The Swiss authorities are urging the major bank UBS to take over the faltering rival Credit Suisse, as insiders report. This should also prevent severe shocks in the international financial system.
UBS and Credit Suisse are among the 30 banks worldwide classified as “too big to fail”
The major Swiss bank UBS is to swallow up its domestic competitor Credit Suisse (CS) – Details are being feverishly negotiated behind the scenes, they say. The prerequisite are billions of dollars in government guarantees for UBS. If there is a takeover, 10,000 jobs would have to be cut. The aim is to reach an agreement before the markets open on Monday morning, several people familiar with the matter told Reuters news agency.
The situation of the ailing CS had also called the government in Bern onto the scene on Saturday. Its seven members met for an extraordinary meeting, as the “Neue Züricher Zeitung” learned. Other officials and experts joined later.

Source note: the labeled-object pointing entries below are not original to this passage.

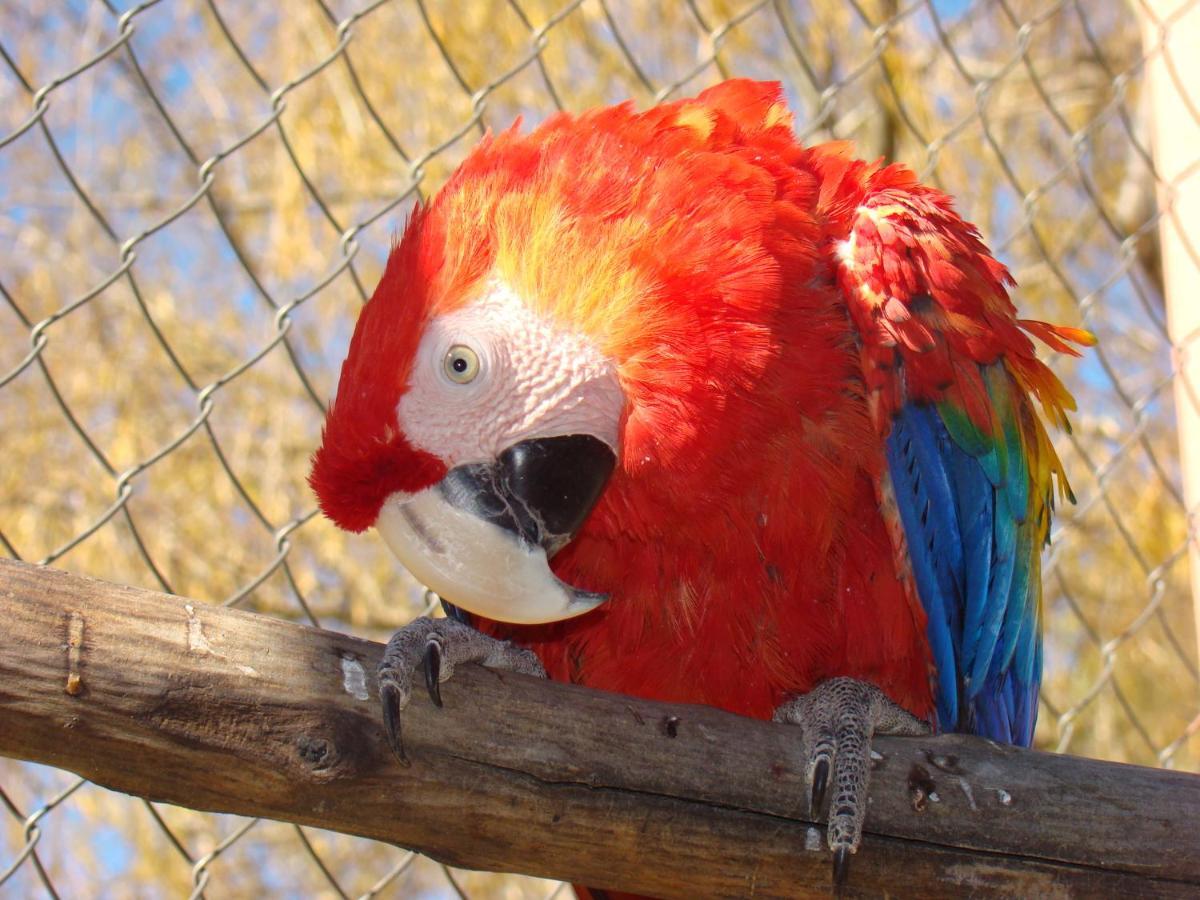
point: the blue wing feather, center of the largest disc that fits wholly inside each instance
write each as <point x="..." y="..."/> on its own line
<point x="964" y="502"/>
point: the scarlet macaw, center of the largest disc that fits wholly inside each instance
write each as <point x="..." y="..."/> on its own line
<point x="677" y="407"/>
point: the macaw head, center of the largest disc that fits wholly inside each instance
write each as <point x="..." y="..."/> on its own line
<point x="562" y="327"/>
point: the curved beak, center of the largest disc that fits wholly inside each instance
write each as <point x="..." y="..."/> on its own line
<point x="483" y="537"/>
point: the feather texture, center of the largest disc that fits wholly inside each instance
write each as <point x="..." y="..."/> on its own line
<point x="952" y="373"/>
<point x="829" y="460"/>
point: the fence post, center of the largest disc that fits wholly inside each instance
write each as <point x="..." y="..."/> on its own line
<point x="1171" y="41"/>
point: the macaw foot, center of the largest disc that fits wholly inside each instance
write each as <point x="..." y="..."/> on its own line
<point x="438" y="646"/>
<point x="838" y="719"/>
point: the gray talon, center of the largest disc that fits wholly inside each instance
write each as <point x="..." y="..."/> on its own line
<point x="437" y="646"/>
<point x="837" y="721"/>
<point x="433" y="670"/>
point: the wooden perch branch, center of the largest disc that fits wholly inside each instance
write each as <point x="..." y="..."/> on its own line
<point x="225" y="711"/>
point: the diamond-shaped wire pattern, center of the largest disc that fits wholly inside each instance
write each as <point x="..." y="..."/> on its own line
<point x="197" y="195"/>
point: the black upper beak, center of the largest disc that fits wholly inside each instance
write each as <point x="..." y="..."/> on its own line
<point x="541" y="490"/>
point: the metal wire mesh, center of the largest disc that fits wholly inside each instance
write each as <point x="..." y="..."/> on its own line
<point x="197" y="195"/>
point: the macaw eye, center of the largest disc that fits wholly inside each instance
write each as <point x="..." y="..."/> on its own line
<point x="461" y="364"/>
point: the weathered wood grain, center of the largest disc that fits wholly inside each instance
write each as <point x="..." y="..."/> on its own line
<point x="225" y="711"/>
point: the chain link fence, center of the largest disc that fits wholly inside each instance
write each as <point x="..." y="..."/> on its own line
<point x="196" y="196"/>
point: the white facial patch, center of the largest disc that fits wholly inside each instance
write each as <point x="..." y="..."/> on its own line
<point x="534" y="381"/>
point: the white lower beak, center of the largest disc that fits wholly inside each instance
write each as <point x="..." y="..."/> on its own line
<point x="475" y="564"/>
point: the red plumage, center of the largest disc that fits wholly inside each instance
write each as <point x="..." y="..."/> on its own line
<point x="768" y="309"/>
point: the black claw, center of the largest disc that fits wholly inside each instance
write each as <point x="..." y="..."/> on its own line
<point x="433" y="671"/>
<point x="390" y="696"/>
<point x="820" y="783"/>
<point x="840" y="867"/>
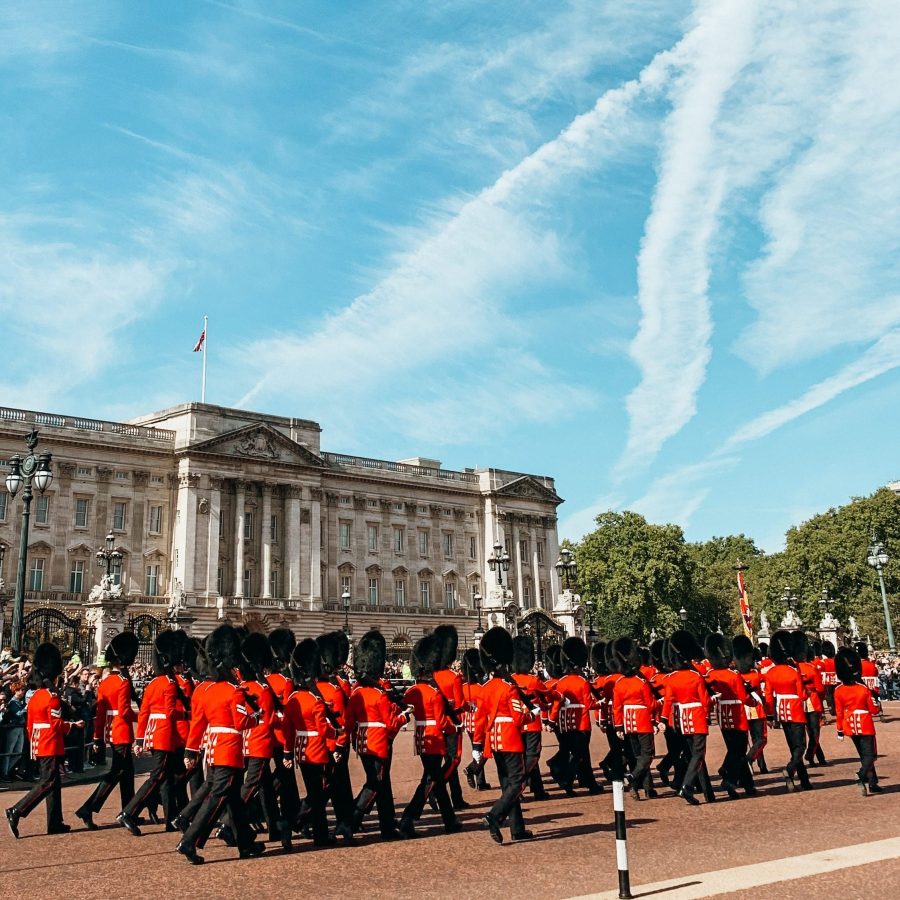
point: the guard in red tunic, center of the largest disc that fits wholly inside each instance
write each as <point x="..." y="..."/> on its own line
<point x="114" y="725"/>
<point x="429" y="709"/>
<point x="855" y="711"/>
<point x="46" y="729"/>
<point x="786" y="704"/>
<point x="307" y="730"/>
<point x="221" y="715"/>
<point x="162" y="706"/>
<point x="634" y="713"/>
<point x="499" y="722"/>
<point x="373" y="722"/>
<point x="686" y="706"/>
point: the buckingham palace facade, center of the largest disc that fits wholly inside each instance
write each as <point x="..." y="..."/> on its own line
<point x="231" y="515"/>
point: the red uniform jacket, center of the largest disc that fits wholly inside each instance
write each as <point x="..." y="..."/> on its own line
<point x="373" y="721"/>
<point x="634" y="706"/>
<point x="160" y="710"/>
<point x="306" y="727"/>
<point x="785" y="694"/>
<point x="221" y="714"/>
<point x="686" y="702"/>
<point x="45" y="724"/>
<point x="854" y="708"/>
<point x="114" y="719"/>
<point x="575" y="703"/>
<point x="500" y="718"/>
<point x="430" y="711"/>
<point x="731" y="698"/>
<point x="259" y="739"/>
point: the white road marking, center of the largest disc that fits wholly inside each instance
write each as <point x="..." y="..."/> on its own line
<point x="726" y="881"/>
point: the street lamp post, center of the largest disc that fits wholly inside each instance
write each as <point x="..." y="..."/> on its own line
<point x="878" y="559"/>
<point x="25" y="472"/>
<point x="345" y="600"/>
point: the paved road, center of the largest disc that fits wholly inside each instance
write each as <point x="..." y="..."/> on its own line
<point x="573" y="853"/>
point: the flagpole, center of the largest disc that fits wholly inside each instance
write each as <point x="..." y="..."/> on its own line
<point x="205" y="345"/>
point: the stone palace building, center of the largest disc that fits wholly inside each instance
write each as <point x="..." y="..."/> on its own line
<point x="223" y="514"/>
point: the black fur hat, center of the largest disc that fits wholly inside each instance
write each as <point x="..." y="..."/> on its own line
<point x="742" y="650"/>
<point x="257" y="654"/>
<point x="574" y="653"/>
<point x="223" y="650"/>
<point x="48" y="661"/>
<point x="523" y="654"/>
<point x="799" y="646"/>
<point x="329" y="650"/>
<point x="718" y="650"/>
<point x="473" y="671"/>
<point x="553" y="661"/>
<point x="847" y="665"/>
<point x="448" y="643"/>
<point x="166" y="652"/>
<point x="282" y="642"/>
<point x="780" y="647"/>
<point x="369" y="659"/>
<point x="496" y="649"/>
<point x="427" y="656"/>
<point x="306" y="661"/>
<point x="627" y="655"/>
<point x="122" y="649"/>
<point x="683" y="649"/>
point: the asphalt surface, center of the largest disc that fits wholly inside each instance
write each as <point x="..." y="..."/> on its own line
<point x="573" y="853"/>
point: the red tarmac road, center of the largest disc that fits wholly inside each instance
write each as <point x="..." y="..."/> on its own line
<point x="573" y="853"/>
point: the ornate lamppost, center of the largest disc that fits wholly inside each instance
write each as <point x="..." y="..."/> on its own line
<point x="25" y="472"/>
<point x="878" y="559"/>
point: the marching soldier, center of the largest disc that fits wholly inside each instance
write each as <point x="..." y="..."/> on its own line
<point x="47" y="729"/>
<point x="114" y="725"/>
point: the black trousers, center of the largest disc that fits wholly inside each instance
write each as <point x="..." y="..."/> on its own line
<point x="121" y="773"/>
<point x="168" y="766"/>
<point x="511" y="772"/>
<point x="432" y="783"/>
<point x="49" y="788"/>
<point x="377" y="790"/>
<point x="643" y="750"/>
<point x="224" y="798"/>
<point x="795" y="736"/>
<point x="865" y="747"/>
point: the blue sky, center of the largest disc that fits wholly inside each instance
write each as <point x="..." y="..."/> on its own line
<point x="649" y="248"/>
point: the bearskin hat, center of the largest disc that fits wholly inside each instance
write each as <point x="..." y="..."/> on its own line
<point x="847" y="665"/>
<point x="496" y="649"/>
<point x="683" y="649"/>
<point x="223" y="649"/>
<point x="627" y="655"/>
<point x="553" y="661"/>
<point x="718" y="650"/>
<point x="48" y="661"/>
<point x="122" y="649"/>
<point x="598" y="658"/>
<point x="742" y="650"/>
<point x="780" y="647"/>
<point x="473" y="671"/>
<point x="329" y="651"/>
<point x="306" y="661"/>
<point x="574" y="653"/>
<point x="448" y="643"/>
<point x="523" y="654"/>
<point x="799" y="646"/>
<point x="166" y="652"/>
<point x="257" y="653"/>
<point x="427" y="656"/>
<point x="369" y="659"/>
<point x="282" y="642"/>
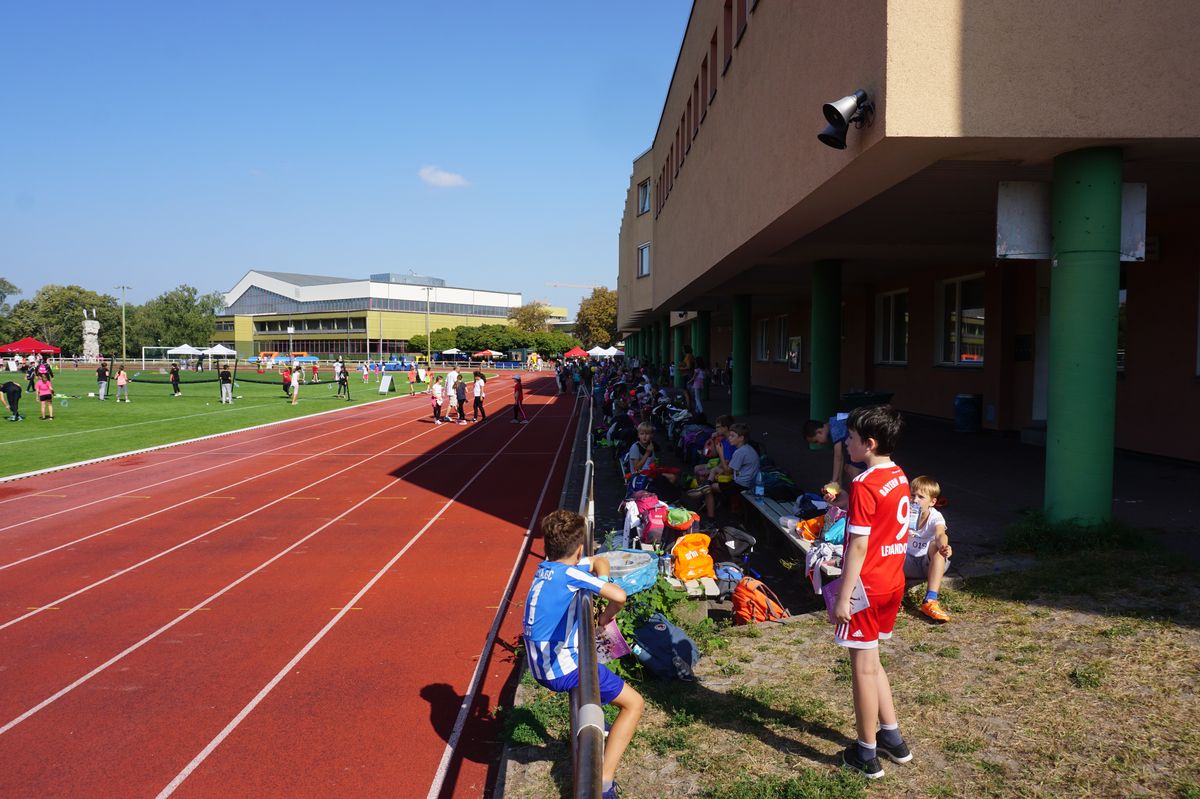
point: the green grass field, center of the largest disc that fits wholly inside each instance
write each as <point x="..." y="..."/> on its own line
<point x="84" y="427"/>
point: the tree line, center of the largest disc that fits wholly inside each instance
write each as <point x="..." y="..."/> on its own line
<point x="55" y="314"/>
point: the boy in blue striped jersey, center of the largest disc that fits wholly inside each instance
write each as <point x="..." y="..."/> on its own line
<point x="552" y="629"/>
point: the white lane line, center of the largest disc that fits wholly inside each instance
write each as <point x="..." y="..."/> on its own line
<point x="192" y="499"/>
<point x="183" y="476"/>
<point x="292" y="664"/>
<point x="472" y="692"/>
<point x="124" y="474"/>
<point x="202" y="605"/>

Many points are still open – such as the question of what should happen to the Credit Suisse investment bank. Another sticking point is the planned downsizing, insiders reported. “The situation remains in flux, but there must be clarity by Monday,” wrote one analyst.
According to the “Financial Times”, the Swiss National Bank and the financial regulator Finma see a merger with UBS as the only option to stop the loss of confidence in Credit Suisse. The bank is the largest money house that got caught up in the collapsed US credit institutions Silicon Valley Bank and Signature Bank. Most recently, CS had to draw on emergency loans from the Swiss National Bank of up to 50 billion francs, the equivalent of almost 50.4 billion euros.
Can billions of Swiss francs save Credit Suisse?
A merger would create a European giant: UBS employs more than 72,000 people, Credit Suisse more than 50,000. Due to the high market shares in the home market, however, the question arises as to whether the competition authorities would wave a merger through at all.